Vom 8. bis 18. Januar war sie zusammen mit acht weiteren Schülern und drei Lehrern der Anne-Frank-Schule in Mumbai. Denn seit Anfang 2012 besteht eine Kooperation mit der indischen Partnerschule Digambar Patkar. Es ist eine Indian Education Society, halb staatlich, halb privat. Die Mädchen und Jungen tragen Uniformen. Die Klassenzimmer sind in etwa so groß wie die hiesigen. Der Klassenteiler liegt allerdings bei 72. Das ist ein Grund dafür, dass es in Indien fast ausschließlich Frontalunterricht gibt. Doch das sind nur einige wenige Dinge, die Mumbai von Möhringen unterscheiden.
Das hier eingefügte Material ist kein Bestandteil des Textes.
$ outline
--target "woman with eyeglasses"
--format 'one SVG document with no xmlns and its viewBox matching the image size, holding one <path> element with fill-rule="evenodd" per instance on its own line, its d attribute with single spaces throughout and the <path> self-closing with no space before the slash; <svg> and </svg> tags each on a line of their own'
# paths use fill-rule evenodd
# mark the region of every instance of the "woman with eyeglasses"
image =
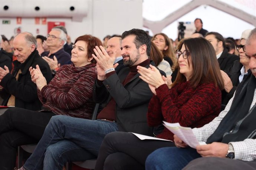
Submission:
<svg viewBox="0 0 256 170">
<path fill-rule="evenodd" d="M 102 43 L 96 37 L 78 37 L 72 51 L 73 64 L 61 67 L 48 85 L 38 65 L 29 68 L 42 110 L 11 108 L 0 116 L 0 169 L 13 169 L 17 147 L 37 143 L 52 117 L 91 119 L 95 105 L 92 88 L 97 76 L 96 61 L 92 55 L 99 45 Z"/>
<path fill-rule="evenodd" d="M 197 38 L 182 40 L 177 49 L 179 72 L 172 84 L 154 66 L 137 67 L 140 78 L 148 84 L 154 95 L 147 114 L 150 126 L 161 125 L 164 120 L 200 127 L 220 110 L 224 84 L 212 45 L 205 39 Z M 172 142 L 174 139 L 165 127 L 156 137 Z M 158 148 L 175 146 L 172 142 L 141 140 L 129 133 L 110 133 L 102 142 L 95 169 L 145 169 L 147 156 Z"/>
<path fill-rule="evenodd" d="M 249 67 L 250 58 L 245 54 L 245 45 L 252 30 L 246 30 L 242 33 L 240 44 L 237 45 L 236 50 L 239 52 L 240 59 L 234 62 L 229 70 L 221 71 L 224 81 L 224 90 L 222 92 L 222 104 L 226 105 L 232 98 L 236 88 L 243 80 L 250 76 L 252 72 Z"/>
</svg>

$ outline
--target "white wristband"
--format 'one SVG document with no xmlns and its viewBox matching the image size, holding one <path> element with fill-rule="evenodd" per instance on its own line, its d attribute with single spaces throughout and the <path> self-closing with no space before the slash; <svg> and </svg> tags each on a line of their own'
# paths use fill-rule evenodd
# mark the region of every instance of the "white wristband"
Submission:
<svg viewBox="0 0 256 170">
<path fill-rule="evenodd" d="M 106 74 L 109 72 L 111 72 L 112 71 L 114 71 L 115 69 L 114 68 L 110 68 L 105 71 L 105 74 Z"/>
</svg>

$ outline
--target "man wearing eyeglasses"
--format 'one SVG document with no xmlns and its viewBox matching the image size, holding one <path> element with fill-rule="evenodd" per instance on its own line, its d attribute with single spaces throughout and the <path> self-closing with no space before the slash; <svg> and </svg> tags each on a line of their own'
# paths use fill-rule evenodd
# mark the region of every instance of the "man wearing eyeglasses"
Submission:
<svg viewBox="0 0 256 170">
<path fill-rule="evenodd" d="M 56 71 L 55 69 L 58 67 L 48 61 L 52 59 L 61 66 L 71 64 L 71 57 L 63 48 L 67 38 L 63 31 L 59 28 L 52 28 L 47 35 L 47 38 L 46 45 L 49 51 L 43 52 L 41 56 L 48 63 L 53 75 L 55 75 Z"/>
<path fill-rule="evenodd" d="M 232 66 L 234 61 L 239 59 L 238 56 L 229 54 L 227 50 L 225 48 L 224 38 L 220 34 L 210 32 L 206 34 L 205 37 L 211 44 L 215 50 L 221 70 L 227 70 Z"/>
<path fill-rule="evenodd" d="M 147 170 L 256 170 L 255 47 L 254 28 L 245 48 L 252 74 L 241 82 L 218 117 L 192 129 L 197 140 L 207 144 L 198 145 L 194 149 L 174 135 L 177 147 L 162 148 L 153 152 L 146 161 Z"/>
<path fill-rule="evenodd" d="M 230 69 L 226 72 L 221 71 L 224 80 L 224 89 L 222 91 L 221 103 L 226 105 L 233 97 L 238 85 L 247 76 L 250 76 L 250 58 L 245 55 L 245 44 L 252 30 L 246 30 L 243 32 L 241 36 L 241 42 L 236 45 L 236 50 L 239 54 L 240 60 L 234 62 Z"/>
</svg>

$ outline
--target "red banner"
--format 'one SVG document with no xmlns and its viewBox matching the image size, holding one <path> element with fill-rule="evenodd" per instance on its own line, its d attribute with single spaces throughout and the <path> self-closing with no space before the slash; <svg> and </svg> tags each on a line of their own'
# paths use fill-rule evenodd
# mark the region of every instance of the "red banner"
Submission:
<svg viewBox="0 0 256 170">
<path fill-rule="evenodd" d="M 36 17 L 35 18 L 35 24 L 40 24 L 40 18 L 39 17 Z"/>
<path fill-rule="evenodd" d="M 22 18 L 21 17 L 17 17 L 16 18 L 16 22 L 17 24 L 21 24 Z"/>
<path fill-rule="evenodd" d="M 42 18 L 42 24 L 43 25 L 46 25 L 46 18 Z"/>
</svg>

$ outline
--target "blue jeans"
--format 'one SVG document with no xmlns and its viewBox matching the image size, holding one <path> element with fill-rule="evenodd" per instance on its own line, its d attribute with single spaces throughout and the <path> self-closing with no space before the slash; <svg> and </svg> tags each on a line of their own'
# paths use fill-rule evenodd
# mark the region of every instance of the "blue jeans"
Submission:
<svg viewBox="0 0 256 170">
<path fill-rule="evenodd" d="M 191 147 L 163 147 L 148 156 L 146 160 L 146 169 L 180 170 L 191 160 L 201 157 L 196 149 Z"/>
<path fill-rule="evenodd" d="M 107 134 L 118 130 L 116 123 L 66 116 L 53 117 L 24 168 L 62 170 L 67 161 L 96 157 Z"/>
</svg>

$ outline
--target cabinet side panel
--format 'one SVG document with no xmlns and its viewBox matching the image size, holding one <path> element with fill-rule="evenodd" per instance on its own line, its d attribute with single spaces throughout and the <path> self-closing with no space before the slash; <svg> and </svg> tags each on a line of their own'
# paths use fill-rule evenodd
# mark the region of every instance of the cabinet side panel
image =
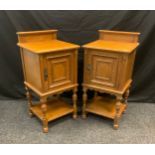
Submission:
<svg viewBox="0 0 155 155">
<path fill-rule="evenodd" d="M 132 80 L 132 72 L 133 72 L 133 66 L 134 66 L 134 60 L 135 60 L 135 52 L 132 52 L 129 55 L 124 55 L 122 60 L 122 77 L 123 82 L 121 84 L 121 87 L 123 88 L 129 80 Z"/>
<path fill-rule="evenodd" d="M 129 73 L 126 76 L 126 80 L 132 78 L 132 72 L 133 72 L 133 67 L 134 67 L 135 55 L 136 55 L 136 51 L 134 51 L 133 53 L 131 53 L 129 55 L 129 58 L 128 58 L 128 68 L 127 68 Z"/>
<path fill-rule="evenodd" d="M 38 90 L 42 90 L 39 56 L 23 50 L 25 81 Z"/>
</svg>

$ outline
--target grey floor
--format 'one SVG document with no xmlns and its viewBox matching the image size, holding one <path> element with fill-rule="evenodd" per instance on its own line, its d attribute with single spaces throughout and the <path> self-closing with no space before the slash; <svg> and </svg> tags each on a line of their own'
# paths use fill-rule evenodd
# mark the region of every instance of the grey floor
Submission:
<svg viewBox="0 0 155 155">
<path fill-rule="evenodd" d="M 51 122 L 44 134 L 40 121 L 28 116 L 26 101 L 0 101 L 0 143 L 155 143 L 155 104 L 129 103 L 117 131 L 112 120 L 88 115 Z"/>
</svg>

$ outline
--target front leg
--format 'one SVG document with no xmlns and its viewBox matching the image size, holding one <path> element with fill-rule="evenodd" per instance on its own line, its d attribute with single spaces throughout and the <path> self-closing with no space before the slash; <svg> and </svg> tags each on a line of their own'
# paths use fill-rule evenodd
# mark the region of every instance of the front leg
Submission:
<svg viewBox="0 0 155 155">
<path fill-rule="evenodd" d="M 125 109 L 124 109 L 124 112 L 126 112 L 126 109 L 127 109 L 127 106 L 128 106 L 128 97 L 129 97 L 129 93 L 130 93 L 130 90 L 128 89 L 125 93 L 124 93 L 124 104 L 125 104 Z"/>
<path fill-rule="evenodd" d="M 115 112 L 115 117 L 114 117 L 114 129 L 118 129 L 119 128 L 119 119 L 120 119 L 120 106 L 121 106 L 121 102 L 122 102 L 122 96 L 116 96 L 116 112 Z"/>
<path fill-rule="evenodd" d="M 33 104 L 32 104 L 32 95 L 31 95 L 30 90 L 28 89 L 27 86 L 25 86 L 25 90 L 26 90 L 26 97 L 27 97 L 27 100 L 28 100 L 29 115 L 30 115 L 30 117 L 32 117 L 33 116 L 33 113 L 31 111 L 31 107 L 33 106 Z"/>
<path fill-rule="evenodd" d="M 83 107 L 82 107 L 82 117 L 86 118 L 86 102 L 87 102 L 87 89 L 83 88 Z"/>
<path fill-rule="evenodd" d="M 77 88 L 73 89 L 73 95 L 72 95 L 72 100 L 73 100 L 73 118 L 77 118 Z"/>
<path fill-rule="evenodd" d="M 42 110 L 42 114 L 43 114 L 43 117 L 42 117 L 43 132 L 47 133 L 48 132 L 48 120 L 46 118 L 46 112 L 47 112 L 46 102 L 47 102 L 47 97 L 41 97 L 40 102 L 41 102 L 41 110 Z"/>
</svg>

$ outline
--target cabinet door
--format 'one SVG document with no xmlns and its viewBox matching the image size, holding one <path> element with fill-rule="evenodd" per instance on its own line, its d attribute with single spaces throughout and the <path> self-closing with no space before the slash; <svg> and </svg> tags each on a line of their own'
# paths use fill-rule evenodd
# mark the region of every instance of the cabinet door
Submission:
<svg viewBox="0 0 155 155">
<path fill-rule="evenodd" d="M 45 57 L 46 89 L 54 90 L 73 84 L 74 51 L 55 52 Z"/>
<path fill-rule="evenodd" d="M 85 79 L 95 86 L 117 86 L 119 71 L 119 55 L 106 51 L 86 51 Z"/>
</svg>

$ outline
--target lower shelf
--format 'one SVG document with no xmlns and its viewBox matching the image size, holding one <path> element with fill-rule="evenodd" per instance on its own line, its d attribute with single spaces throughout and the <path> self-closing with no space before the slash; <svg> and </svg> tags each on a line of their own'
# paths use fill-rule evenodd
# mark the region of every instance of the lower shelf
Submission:
<svg viewBox="0 0 155 155">
<path fill-rule="evenodd" d="M 115 99 L 98 96 L 87 104 L 86 111 L 114 119 L 115 112 L 116 112 L 115 106 L 116 106 Z M 120 117 L 122 113 L 125 111 L 125 109 L 126 109 L 126 104 L 122 103 L 120 105 L 120 111 L 119 111 Z"/>
<path fill-rule="evenodd" d="M 73 113 L 73 107 L 61 99 L 53 99 L 47 103 L 46 118 L 49 121 L 62 117 L 64 115 Z M 31 111 L 40 120 L 43 118 L 43 113 L 41 111 L 41 104 L 33 105 Z"/>
</svg>

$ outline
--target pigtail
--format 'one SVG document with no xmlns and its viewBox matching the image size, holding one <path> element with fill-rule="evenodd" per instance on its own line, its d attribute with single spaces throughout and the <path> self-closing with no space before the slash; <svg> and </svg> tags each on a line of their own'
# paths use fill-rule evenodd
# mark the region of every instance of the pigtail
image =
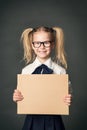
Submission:
<svg viewBox="0 0 87 130">
<path fill-rule="evenodd" d="M 55 59 L 59 62 L 65 69 L 67 69 L 67 61 L 64 51 L 64 34 L 63 30 L 59 27 L 53 27 L 56 32 L 56 46 L 55 46 Z"/>
<path fill-rule="evenodd" d="M 31 36 L 30 33 L 32 28 L 25 29 L 21 35 L 21 41 L 24 48 L 24 60 L 29 63 L 32 60 L 32 47 L 31 47 Z"/>
</svg>

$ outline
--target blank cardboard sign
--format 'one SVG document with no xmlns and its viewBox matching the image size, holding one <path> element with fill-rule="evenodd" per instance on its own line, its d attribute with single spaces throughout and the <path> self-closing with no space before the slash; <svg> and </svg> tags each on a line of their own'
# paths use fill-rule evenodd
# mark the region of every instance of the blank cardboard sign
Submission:
<svg viewBox="0 0 87 130">
<path fill-rule="evenodd" d="M 24 96 L 17 103 L 18 114 L 69 114 L 69 107 L 64 103 L 68 94 L 67 74 L 18 74 L 17 80 L 17 89 Z"/>
</svg>

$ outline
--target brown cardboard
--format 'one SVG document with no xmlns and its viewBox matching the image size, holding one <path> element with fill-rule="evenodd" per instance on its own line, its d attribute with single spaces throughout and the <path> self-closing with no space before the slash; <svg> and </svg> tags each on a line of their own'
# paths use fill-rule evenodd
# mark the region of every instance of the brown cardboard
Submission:
<svg viewBox="0 0 87 130">
<path fill-rule="evenodd" d="M 17 79 L 17 89 L 24 96 L 17 103 L 18 114 L 69 114 L 69 107 L 64 103 L 68 94 L 67 74 L 18 74 Z"/>
</svg>

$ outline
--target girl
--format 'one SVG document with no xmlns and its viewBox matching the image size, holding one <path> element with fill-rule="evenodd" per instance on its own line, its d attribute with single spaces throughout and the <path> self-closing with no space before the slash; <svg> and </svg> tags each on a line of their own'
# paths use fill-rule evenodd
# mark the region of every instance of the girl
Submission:
<svg viewBox="0 0 87 130">
<path fill-rule="evenodd" d="M 29 63 L 22 74 L 65 74 L 67 63 L 61 28 L 29 28 L 22 33 L 24 60 Z M 23 100 L 19 90 L 14 90 L 13 101 Z M 71 103 L 71 95 L 64 98 Z M 22 130 L 65 130 L 60 115 L 27 115 Z"/>
</svg>

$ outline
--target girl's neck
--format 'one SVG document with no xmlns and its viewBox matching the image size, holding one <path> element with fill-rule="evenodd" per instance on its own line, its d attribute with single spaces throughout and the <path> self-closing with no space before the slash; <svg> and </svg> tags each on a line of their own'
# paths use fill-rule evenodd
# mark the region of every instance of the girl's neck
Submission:
<svg viewBox="0 0 87 130">
<path fill-rule="evenodd" d="M 37 59 L 43 64 L 45 61 L 47 61 L 48 59 L 49 59 L 50 57 L 48 57 L 48 58 L 46 58 L 46 59 L 44 59 L 44 58 L 39 58 L 39 57 L 37 57 Z"/>
</svg>

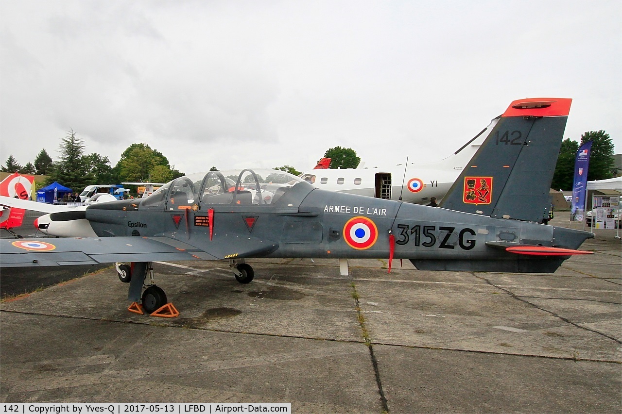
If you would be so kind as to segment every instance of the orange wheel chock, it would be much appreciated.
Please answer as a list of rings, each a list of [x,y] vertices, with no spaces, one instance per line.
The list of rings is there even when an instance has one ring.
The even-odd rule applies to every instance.
[[[151,316],[160,316],[161,318],[175,318],[179,316],[179,311],[175,307],[175,305],[169,302],[152,313]]]
[[[137,303],[136,302],[132,302],[132,304],[129,305],[128,308],[128,310],[130,312],[134,312],[134,313],[137,313],[139,315],[144,315],[145,313],[142,311],[142,305]]]

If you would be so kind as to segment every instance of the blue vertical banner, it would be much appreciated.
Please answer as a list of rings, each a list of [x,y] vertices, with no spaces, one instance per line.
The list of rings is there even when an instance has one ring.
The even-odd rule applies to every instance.
[[[570,219],[583,221],[585,197],[587,193],[587,169],[590,166],[590,153],[592,140],[581,145],[575,159],[575,183],[572,187],[572,203],[570,206]]]

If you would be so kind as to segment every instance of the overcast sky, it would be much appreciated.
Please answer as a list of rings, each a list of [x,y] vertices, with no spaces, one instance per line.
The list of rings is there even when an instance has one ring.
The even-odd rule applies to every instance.
[[[514,99],[622,151],[622,1],[0,2],[0,163],[70,129],[190,173],[449,155]]]

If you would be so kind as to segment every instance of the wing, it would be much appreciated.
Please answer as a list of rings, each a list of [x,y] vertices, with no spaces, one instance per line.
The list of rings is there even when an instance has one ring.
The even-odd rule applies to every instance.
[[[3,239],[0,252],[0,265],[7,267],[216,259],[167,237]]]
[[[6,196],[0,196],[0,205],[8,206],[9,207],[14,207],[16,208],[23,208],[25,210],[40,211],[42,213],[75,211],[77,209],[83,210],[86,208],[84,206],[78,206],[76,207],[57,206],[53,204],[46,204],[45,203],[31,201],[30,200],[22,200],[21,198],[11,198],[11,197],[7,197]]]
[[[0,240],[3,267],[55,266],[116,262],[195,260],[259,257],[277,243],[231,236],[226,242],[207,237],[182,242],[170,237],[110,237]]]

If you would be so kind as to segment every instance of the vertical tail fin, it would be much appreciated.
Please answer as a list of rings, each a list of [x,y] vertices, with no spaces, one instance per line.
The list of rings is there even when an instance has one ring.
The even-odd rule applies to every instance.
[[[32,193],[35,178],[18,173],[7,175],[0,182],[0,195],[11,198],[28,200]],[[22,225],[26,210],[21,208],[2,209],[0,214],[0,228],[7,230]]]
[[[539,222],[572,99],[514,101],[439,206]]]

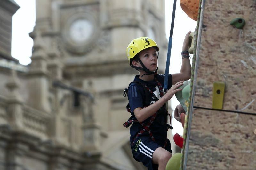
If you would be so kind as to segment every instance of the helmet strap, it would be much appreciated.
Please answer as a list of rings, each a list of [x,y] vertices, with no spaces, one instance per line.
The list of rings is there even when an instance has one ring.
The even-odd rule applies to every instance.
[[[144,65],[144,64],[143,64],[143,63],[142,62],[141,60],[140,60],[140,59],[139,58],[138,58],[138,60],[139,61],[139,62],[140,62],[140,65],[141,65],[143,68],[137,66],[134,66],[133,65],[131,65],[131,66],[132,68],[135,68],[135,69],[137,69],[137,70],[141,70],[146,72],[146,73],[142,75],[141,77],[142,77],[143,76],[145,75],[149,75],[154,74],[156,72],[156,71],[157,71],[157,70],[158,69],[158,67],[157,67],[157,68],[156,68],[156,71],[149,71],[149,69],[147,68],[146,66],[145,66],[145,65]]]
[[[159,51],[158,51],[157,60],[158,60],[158,57],[159,55]],[[146,73],[142,75],[141,77],[142,77],[143,76],[145,75],[149,75],[151,74],[154,74],[156,73],[156,71],[157,71],[157,70],[158,69],[158,67],[157,67],[157,68],[156,68],[156,70],[155,71],[149,71],[149,69],[148,69],[148,68],[147,68],[146,67],[145,65],[144,65],[144,64],[143,64],[143,63],[142,62],[141,60],[140,60],[140,58],[139,58],[139,57],[138,57],[138,60],[139,61],[139,62],[140,62],[140,65],[141,65],[143,68],[141,68],[141,67],[137,67],[137,66],[134,66],[132,65],[132,64],[130,65],[130,66],[131,67],[133,68],[135,68],[135,69],[136,69],[137,70],[142,70],[146,72]]]

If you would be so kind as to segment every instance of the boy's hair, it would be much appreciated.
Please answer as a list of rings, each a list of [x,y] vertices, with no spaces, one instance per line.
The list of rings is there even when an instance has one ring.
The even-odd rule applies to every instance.
[[[135,61],[136,62],[139,62],[139,53],[136,54],[134,57],[130,59],[130,65],[132,65],[132,61]]]

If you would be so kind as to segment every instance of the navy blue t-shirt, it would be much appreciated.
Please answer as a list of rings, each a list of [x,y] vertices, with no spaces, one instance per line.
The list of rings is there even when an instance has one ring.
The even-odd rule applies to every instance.
[[[157,74],[155,76],[164,86],[164,75]],[[134,81],[139,82],[144,84],[148,87],[155,94],[155,96],[150,93],[148,90],[145,92],[143,87],[140,84],[136,83],[131,83],[129,87],[128,90],[128,99],[129,100],[129,105],[131,109],[132,115],[135,117],[133,110],[138,107],[143,107],[147,106],[146,103],[152,104],[157,100],[160,98],[160,94],[156,82],[155,80],[149,81],[146,81],[139,78],[139,75],[135,76]],[[168,86],[167,88],[169,89],[172,87],[172,75],[169,74],[168,79]],[[148,101],[146,102],[146,97],[145,93],[148,94]],[[158,99],[156,99],[156,97]],[[149,117],[144,122],[147,123],[149,120]],[[165,116],[164,114],[158,114],[157,117],[157,119],[162,121],[165,121]],[[132,143],[135,136],[142,129],[141,125],[138,122],[134,122],[130,128],[130,141]],[[167,133],[167,129],[165,126],[160,124],[159,123],[154,121],[150,127],[150,129],[153,134],[153,136],[156,139],[156,142],[161,145],[163,145],[165,141],[166,135]],[[148,136],[147,132],[144,133],[142,136]]]

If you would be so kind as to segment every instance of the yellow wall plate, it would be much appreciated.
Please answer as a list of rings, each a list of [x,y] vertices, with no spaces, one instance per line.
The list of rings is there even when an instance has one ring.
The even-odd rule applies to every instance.
[[[225,90],[225,83],[218,81],[213,82],[213,109],[222,109]]]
Die Schüler müssen sich für die Reise bewerben

Wer die fremde Kultur kennenlernen und bei dem Schüleraustausch mitmachen will, kann sich dafür bei der Schulleitung bewerben. Giulia tat das. „Ich will mal die Welt bereisen, und da war Indien ein guter Anfang“, sagt die 15-Jährige. Sie sei ein großer Bollywood-Fan. „In den Filmen ist Indien immer ganz toll. Aber in Wahrheit ist es ganz anders“, sagt das Mädchen. Schön sei das Land, beeindruckend die Kultur. Aber der Lebensstandard sei mit dem in Deutschland nicht zu vergleichen. In manchen Häusern habe es nicht einmal Duschen gegeben, sondern nur ein paar Eimer mit Wasser. Und die Toiletten seien – sagen wir: anders gewesen als hierzulande.

„Die Menschen in Indien sehen diese Probleme. Aber sie sind alle so fröhlich. Wir sind die Bedenkenträger“, sagt Beate Müller. Die Schulleiterin bewundert die Lebenseinstellung der Inder und ergänzt: „In Mumbai ist eben alles gnadenlos bunt.“ Aber auch sehr chaotisch. Doch irgendwie liege genau in diesem Chaos die Schönheit Indiens.

In Indien leben Kinder auf der Straße

In der „Megacity“, wie Müller es nennt, leben schätzungsweise zwölf Millionen Menschen, mehr als in ganz Griechenland. Die Stadt besteht aus vielen kleinen Städten, die zu unterschiedlichen Zeiten von unterschiedlichen Kulturkreisen gegründet wurden und dann zusammenwuchsen. Der Verkehr ist eine Katastrophe. „Am Anfang weiß man nicht, wie man da über die Straße kommen soll“, sagt der Lehrer Holger Viereck und lacht. Doch nach nur einer Woche sei zumindest das irgendwie völlig normal gewesen.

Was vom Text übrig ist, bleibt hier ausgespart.